In fact, most of this Ukrainian cohort decided to finish their degrees amid the raging conflict. And as they did, the 21 leaders in Ukrainian biblical and theological education were able to strategize during their leadership class, via Zoom, how they were going to lead well during and after the impending war.
They began thinking through how to turn their facilities into a refugee center, knowing that their proximity to the border would bring thousands through their campus.

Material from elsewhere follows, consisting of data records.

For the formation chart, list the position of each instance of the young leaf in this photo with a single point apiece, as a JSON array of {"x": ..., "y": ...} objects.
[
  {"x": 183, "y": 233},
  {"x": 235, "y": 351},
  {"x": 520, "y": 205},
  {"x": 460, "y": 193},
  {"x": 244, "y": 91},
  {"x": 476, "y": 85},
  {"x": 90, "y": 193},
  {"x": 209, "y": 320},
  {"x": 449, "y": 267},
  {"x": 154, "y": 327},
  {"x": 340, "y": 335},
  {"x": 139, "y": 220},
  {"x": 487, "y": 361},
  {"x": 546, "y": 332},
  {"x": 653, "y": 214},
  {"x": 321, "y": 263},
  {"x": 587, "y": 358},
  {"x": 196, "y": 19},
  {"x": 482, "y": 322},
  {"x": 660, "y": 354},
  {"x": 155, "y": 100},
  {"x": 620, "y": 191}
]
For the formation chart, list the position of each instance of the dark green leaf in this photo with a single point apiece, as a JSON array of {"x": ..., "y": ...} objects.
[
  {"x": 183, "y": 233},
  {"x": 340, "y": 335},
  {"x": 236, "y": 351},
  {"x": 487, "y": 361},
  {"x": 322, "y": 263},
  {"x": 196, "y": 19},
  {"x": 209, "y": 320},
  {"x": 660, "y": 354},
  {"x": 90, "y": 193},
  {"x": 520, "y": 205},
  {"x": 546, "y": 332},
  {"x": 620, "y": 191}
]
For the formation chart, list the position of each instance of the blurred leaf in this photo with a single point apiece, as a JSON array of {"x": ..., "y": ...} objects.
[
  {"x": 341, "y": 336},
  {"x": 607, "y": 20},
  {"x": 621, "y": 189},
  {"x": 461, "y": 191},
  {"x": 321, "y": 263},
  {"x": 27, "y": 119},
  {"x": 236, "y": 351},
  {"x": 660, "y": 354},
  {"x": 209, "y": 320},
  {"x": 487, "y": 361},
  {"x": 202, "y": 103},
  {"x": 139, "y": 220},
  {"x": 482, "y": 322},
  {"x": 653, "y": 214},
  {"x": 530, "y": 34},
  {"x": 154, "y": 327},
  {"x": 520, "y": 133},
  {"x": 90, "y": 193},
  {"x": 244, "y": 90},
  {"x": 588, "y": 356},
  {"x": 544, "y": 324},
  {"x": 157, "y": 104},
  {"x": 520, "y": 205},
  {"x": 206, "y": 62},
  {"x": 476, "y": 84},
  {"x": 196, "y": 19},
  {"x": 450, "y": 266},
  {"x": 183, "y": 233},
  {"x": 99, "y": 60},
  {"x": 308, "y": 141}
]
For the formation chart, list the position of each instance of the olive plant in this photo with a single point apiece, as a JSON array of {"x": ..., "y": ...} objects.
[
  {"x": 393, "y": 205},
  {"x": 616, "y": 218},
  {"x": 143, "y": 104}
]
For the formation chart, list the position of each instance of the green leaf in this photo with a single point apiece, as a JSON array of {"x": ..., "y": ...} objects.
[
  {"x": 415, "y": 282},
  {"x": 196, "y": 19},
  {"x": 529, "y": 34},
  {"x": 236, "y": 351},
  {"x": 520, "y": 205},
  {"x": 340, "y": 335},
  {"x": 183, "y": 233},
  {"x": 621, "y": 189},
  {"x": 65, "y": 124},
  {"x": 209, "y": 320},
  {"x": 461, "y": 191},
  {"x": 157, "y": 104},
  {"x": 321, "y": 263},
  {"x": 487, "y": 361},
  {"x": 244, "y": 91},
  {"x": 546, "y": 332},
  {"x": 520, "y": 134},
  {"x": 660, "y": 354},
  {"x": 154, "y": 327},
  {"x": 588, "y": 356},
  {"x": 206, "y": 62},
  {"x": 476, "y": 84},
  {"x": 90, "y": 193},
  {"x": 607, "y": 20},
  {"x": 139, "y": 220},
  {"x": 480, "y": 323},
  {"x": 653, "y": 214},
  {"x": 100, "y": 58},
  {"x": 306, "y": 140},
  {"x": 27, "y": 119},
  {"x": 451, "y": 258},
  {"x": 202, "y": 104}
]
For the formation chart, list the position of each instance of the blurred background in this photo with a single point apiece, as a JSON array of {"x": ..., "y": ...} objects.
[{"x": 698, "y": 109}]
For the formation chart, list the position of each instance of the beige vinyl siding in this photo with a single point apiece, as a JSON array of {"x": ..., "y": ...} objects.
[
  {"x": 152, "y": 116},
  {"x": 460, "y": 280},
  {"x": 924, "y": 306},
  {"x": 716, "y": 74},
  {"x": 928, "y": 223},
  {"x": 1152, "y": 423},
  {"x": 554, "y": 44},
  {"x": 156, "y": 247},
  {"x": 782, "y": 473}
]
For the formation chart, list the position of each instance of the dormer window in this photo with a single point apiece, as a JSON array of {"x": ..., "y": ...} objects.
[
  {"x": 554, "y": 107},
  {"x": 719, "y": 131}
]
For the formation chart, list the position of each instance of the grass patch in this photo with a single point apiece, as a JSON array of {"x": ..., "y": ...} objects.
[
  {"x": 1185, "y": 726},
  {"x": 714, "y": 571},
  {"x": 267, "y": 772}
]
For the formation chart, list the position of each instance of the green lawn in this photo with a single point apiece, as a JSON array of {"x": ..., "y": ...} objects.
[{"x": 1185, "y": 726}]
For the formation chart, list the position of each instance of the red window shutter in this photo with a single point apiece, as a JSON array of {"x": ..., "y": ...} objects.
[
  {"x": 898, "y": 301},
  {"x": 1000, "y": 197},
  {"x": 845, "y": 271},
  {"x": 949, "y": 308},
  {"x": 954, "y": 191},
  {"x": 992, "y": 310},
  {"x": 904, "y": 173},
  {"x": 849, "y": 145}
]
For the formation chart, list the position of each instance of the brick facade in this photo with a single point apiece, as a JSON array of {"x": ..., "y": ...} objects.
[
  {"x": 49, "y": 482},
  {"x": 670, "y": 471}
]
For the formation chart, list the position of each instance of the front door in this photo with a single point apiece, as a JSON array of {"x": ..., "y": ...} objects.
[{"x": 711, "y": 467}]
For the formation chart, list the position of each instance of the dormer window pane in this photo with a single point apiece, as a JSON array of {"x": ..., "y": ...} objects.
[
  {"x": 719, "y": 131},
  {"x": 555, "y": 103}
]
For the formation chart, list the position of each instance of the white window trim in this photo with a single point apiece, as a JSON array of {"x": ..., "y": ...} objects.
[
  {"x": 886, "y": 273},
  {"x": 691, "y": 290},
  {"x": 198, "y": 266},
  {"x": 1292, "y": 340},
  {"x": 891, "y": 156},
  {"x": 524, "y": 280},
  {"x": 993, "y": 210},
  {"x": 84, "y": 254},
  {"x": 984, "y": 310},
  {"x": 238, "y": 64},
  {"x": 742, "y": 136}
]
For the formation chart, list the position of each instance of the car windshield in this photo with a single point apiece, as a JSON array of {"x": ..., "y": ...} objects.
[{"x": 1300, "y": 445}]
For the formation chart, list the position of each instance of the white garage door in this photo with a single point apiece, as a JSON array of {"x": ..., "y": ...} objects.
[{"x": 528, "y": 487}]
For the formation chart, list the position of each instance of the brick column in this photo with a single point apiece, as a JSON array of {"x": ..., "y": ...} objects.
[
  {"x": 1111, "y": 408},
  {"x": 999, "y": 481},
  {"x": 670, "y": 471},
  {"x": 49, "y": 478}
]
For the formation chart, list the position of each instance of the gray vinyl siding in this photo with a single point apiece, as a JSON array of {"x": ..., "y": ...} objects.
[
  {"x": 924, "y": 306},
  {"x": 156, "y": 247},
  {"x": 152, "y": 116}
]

With the newer facility’s bomb shelter-type basement, the school paused classes and focused on that for a time.
This cohort, who started their program in 2017, graduated in May 2022. They were recognized in absentia at Southeastern’s graduation ceremony, and in October, they were able to host their own graduation ceremony, complete with diplomas from SEBTS and video greetings from faculty.
In May, however, the seminary resumed classes, with the goal of continuing their mission and re-establishing some form of normalcy for students.
While the partnership paused during the first year of war, it has pivoted now. The focus is on offering sound biblical counseling courses and a program that will help Ukrainians in the country and outside the country minister to their broken countrymen and women.
Trauma is and will continue to be a growing concern. Millions have been displaced, leaving behind fathers, brothers and other loved ones. Training is offered to leadership and lay counselors to share hope and healing amidst the trauma.
As the Ukrainian diaspora grows, the goal of this program will be to equip them to serve those who need the love and care of Jesus around them.
For Los, she’s thankful for the program she finished. She sees that it equipped her as she leads the WeCare program.
“For me, this training has been crucial,” Los said.
“War is pure evil, and there is nothing good about this,” Los noted. “But at the same time, what we see is that many people are now open to hear the gospel. Many churches have started to be refugee centers. They are now sharing the gospel with people who are trusting the church more because the church helped them in this crisis.”